Registry Interface

This repository contains the local registry interface used by Cabin's public OSS core:

  • a deterministic local JSON package index;
  • a local file-registry write path for cabin publish --registry-dir;
  • a read-only sparse HTTP client that consumes the same static layout;
  • package archive metadata that preserves the manifest-declared fields the resolver and build pipeline need.

It does not contain a non-local registry service, account system, ownership workflow, package yanking workflow, signing policy, upload API, or other non-local registry control plane. Those concerns are outside this repository's local-core boundary.

Local File Registry

cabin publish --registry-dir <dir> writes a deterministic file registry that the resolver can read back through --index-path <dir>.

<registry>/
  config.json
  packages/
    fmt.json
    spdlog.json
  artifacts/
    fmt/
      fmt-10.2.1.tar.gz
    spdlog/
      spdlog-1.13.0.tar.gz

config.json identifies the registry layout and the relative packages and artifacts directories. Each packages/<name>.json file contains the deterministic per-package version list. Each version points at its source archive by a registry-relative path such as ../artifacts/fmt/fmt-10.2.1.tar.gz.

The file-registry writer:

  • stages package archives and canonical metadata through the same package code used by cabin package;
  • validates package names before they become path components;
  • rejects duplicate versions;
  • writes version entries in deterministic semver order;
  • replaces the artifact and the per-package index atomically: each file is staged in a sibling temporary file and only renamed onto its destination after a successful write, so an interrupted publish leaves the previous artifact and index in place;
  • uses a simple registry lock file to avoid concurrent mutation;
  • keeps archive checksums in the index so the artifact pipeline can verify bytes before extraction.

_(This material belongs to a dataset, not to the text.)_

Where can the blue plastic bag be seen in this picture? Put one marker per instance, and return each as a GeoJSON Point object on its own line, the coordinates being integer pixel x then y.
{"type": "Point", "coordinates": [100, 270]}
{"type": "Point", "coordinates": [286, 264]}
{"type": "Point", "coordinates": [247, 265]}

The existing read path (cabin resolve, cabin fetch, cabin build --index-path) accepts either a registry root with config.json or the legacy flat-fixture layout described in package-index.md, so a registry written by cabin publish --registry-dir can be consumed end to end without any conversion step:

cabin publish --manifest-path fmt/cabin.toml --registry-dir registry
cabin resolve --manifest-path app/cabin.toml --index-path registry
cabin fetch   --manifest-path app/cabin.toml --index-path registry --cache-dir cache
cabin build   --manifest-path app/cabin.toml --index-path registry --cache-dir cache --build-dir build

Sparse HTTP Read Path

The sparse HTTP client reads the same file-registry shape over plain GET requests:

  • GET <url>/config.json
  • GET <url>/packages/<name>.json
  • GET <url>/artifacts/<name>/<name>-<version>.tar.gz

The client is read-only. It does not publish packages, mutate registry state, persist HTTP metadata for offline use, or infer a default remote source. Commands that need an index source require --index-path, --index-url, or a local config default.

HTTP archive bytes still flow through the artifact cache. Cabin hashes the bytes, checks them against the index's sha256:<hex> value, stores the archive under the content-addressed cache path, and extracts it with the same path-traversal protections used for local archives.

Transport And Format Boundaries

The package index document shape is shared by the local filesystem and sparse HTTP read paths. Transport-specific code lives outside the domain model:

  • cabin-index parses package index documents from local files;
  • cabin-registry-file owns the local mutable file-registry layout;
  • cabin-index-http performs read-only HTTP fetches and hands the retrieved JSON to the same typed index model;
  • cabin-artifact verifies, caches, and extracts source archives without knowing whether bytes came from a file or HTTP.

The separation is intentional: adding a new local or static read transport should not require changing package metadata, the lockfile, or the build planner.

Out Of Scope

The local OSS core deliberately excludes:

  • network-backed package publishing;
  • non-local registry account or ownership workflows;
  • package yanking / unpublishing;
  • artifact signing policy;
  • Git repository indexes;
  • persistent HTTP metadata caching;
  • binary artifact caches or remote build caches.

See package-index.md, package-format.md, and artifacts.md for the concrete on-disk documents and archive rules.